Forgot to add: all certified copies must have been issued in the last 12 months


----------



## AllHeart (Nov 22, 2013)

Hi GM. You're the one I was referring to earlier in this thread. That's a completely different list of documentation than I had to provide. The only thing that's similar is my Canadian passport. No copies were allowed of anything; everything had to be in originals and they made copies. 

Did you get your passport yet? :fingerscrossed:


----------



## gm197 (Apr 22, 2012)

Yes, got my passport! I've already taken my kids to have their citizenship processed.


----------



## AllHeart (Nov 22, 2013)

Oh, GM, that's fantastic news! Yay! Congratulations. 

I didn't know second generation of Spaniards can get citizenship. 

I'm so happy for you. You're just tiny steps away now to living in Spain if and whenever you want to. That's so awesome.


----------



## gm197 (Apr 22, 2012)

AllHeart said:


> Oh, GM, that's fantastic news! Yay! Congratulations.
> 
> I didn't know second generation of Spaniards can get citizenship.
> 
> I'm so happy for you. You're just tiny steps away now to living in Spain if and whenever you want to. That's so awesome.

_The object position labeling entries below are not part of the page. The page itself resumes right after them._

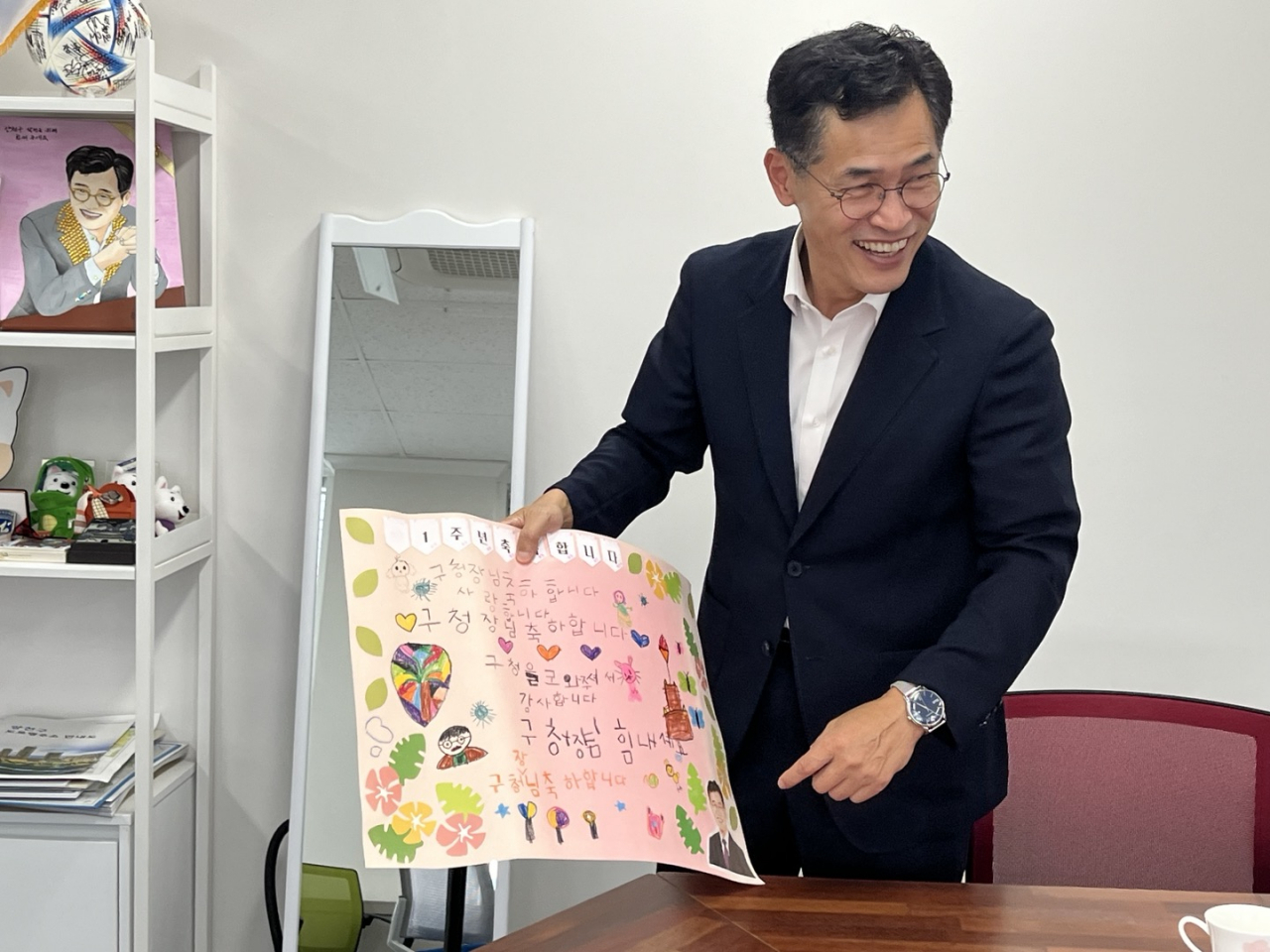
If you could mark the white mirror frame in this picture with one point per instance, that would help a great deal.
(422, 229)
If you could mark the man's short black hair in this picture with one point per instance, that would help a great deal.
(89, 160)
(453, 733)
(853, 71)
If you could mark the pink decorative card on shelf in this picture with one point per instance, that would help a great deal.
(556, 711)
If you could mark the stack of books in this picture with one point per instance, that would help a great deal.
(35, 549)
(73, 765)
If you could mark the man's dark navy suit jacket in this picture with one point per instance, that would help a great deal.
(935, 540)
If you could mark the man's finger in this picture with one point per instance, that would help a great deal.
(804, 767)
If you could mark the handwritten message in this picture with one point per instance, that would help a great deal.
(556, 710)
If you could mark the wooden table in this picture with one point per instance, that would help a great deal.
(697, 912)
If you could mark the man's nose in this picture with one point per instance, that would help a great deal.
(892, 214)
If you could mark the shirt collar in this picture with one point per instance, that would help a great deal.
(795, 285)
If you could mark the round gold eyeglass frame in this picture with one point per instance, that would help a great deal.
(873, 195)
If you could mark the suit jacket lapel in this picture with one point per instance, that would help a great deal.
(896, 362)
(765, 345)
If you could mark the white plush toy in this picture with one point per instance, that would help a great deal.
(169, 507)
(60, 480)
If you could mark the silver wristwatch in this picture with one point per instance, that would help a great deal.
(925, 707)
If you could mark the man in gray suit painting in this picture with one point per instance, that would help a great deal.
(82, 250)
(724, 851)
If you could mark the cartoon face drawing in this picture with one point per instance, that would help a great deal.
(13, 386)
(456, 747)
(453, 740)
(400, 574)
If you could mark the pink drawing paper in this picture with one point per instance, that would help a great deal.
(33, 168)
(557, 710)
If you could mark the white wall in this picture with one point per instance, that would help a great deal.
(333, 817)
(1106, 162)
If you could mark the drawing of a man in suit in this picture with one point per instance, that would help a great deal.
(82, 250)
(724, 851)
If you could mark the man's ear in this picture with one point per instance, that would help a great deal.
(780, 175)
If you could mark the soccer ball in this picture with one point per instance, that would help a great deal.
(87, 46)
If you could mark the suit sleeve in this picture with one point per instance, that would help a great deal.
(662, 433)
(51, 293)
(1025, 525)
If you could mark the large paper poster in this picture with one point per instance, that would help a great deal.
(557, 710)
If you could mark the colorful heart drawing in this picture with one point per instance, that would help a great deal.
(421, 674)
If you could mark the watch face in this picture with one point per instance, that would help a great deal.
(926, 707)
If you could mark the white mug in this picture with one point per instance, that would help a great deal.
(1234, 928)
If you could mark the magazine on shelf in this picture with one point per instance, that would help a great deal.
(40, 749)
(35, 549)
(103, 798)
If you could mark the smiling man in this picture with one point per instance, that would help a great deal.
(896, 520)
(82, 249)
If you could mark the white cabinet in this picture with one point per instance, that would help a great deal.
(80, 640)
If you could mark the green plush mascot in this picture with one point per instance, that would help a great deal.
(62, 481)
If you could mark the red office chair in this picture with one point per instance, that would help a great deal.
(1133, 791)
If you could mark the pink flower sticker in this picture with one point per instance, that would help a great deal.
(460, 833)
(384, 789)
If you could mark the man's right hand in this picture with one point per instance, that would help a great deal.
(548, 513)
(123, 244)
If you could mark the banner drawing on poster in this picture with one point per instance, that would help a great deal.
(558, 710)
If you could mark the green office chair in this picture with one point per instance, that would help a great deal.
(331, 918)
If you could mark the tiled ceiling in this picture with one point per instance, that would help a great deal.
(431, 377)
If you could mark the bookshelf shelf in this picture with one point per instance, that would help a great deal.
(151, 860)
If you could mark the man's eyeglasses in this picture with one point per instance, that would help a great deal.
(864, 200)
(103, 198)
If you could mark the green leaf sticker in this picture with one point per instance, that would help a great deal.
(457, 798)
(393, 844)
(674, 587)
(359, 530)
(697, 792)
(689, 832)
(366, 583)
(368, 642)
(407, 757)
(376, 693)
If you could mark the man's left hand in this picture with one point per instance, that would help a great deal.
(858, 752)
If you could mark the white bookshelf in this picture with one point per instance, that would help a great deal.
(148, 867)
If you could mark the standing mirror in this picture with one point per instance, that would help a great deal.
(421, 375)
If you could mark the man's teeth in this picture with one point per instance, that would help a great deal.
(883, 248)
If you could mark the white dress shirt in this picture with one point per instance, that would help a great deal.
(825, 356)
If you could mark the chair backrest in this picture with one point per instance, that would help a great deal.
(426, 892)
(1133, 791)
(330, 909)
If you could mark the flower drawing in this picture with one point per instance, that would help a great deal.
(412, 821)
(382, 789)
(653, 572)
(460, 833)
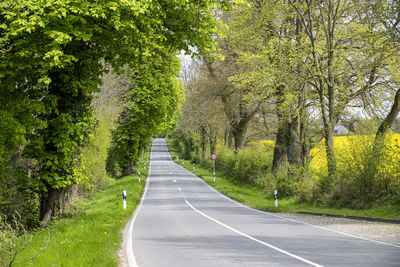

The next generation gets it for being under "the parental authority" of a spaniard. My youngest was born after I obtained my citizenship, so he just needs to be registered.


----------



## AllHeart (Nov 22, 2013)

gm197 said:


> The next generation gets it for being under "the parental authority" of a spaniard. My youngest was born after I obtained my citizenship, so he just needs to be registered.


Parental authority sounds like a good thing in this case.  Do you know if your children are able to give Spanish citizenship to their children too - third generation?

Seeing that you just got your citizenship this summer, it seems like you've got a new baby in your life. Congratulations! :bathbaby:


----------



## gm197 (Apr 22, 2012)

Thanks, yes it goes on indefinitely, since my kids are now Spanish "by origin."

Also, for the OP, the consulate will tell you you have to renounce your US citizenship. Don't worry, this is a pro-forma thing and means nothing outside of Spain. You are not actually renouncing your US citizenship.


----------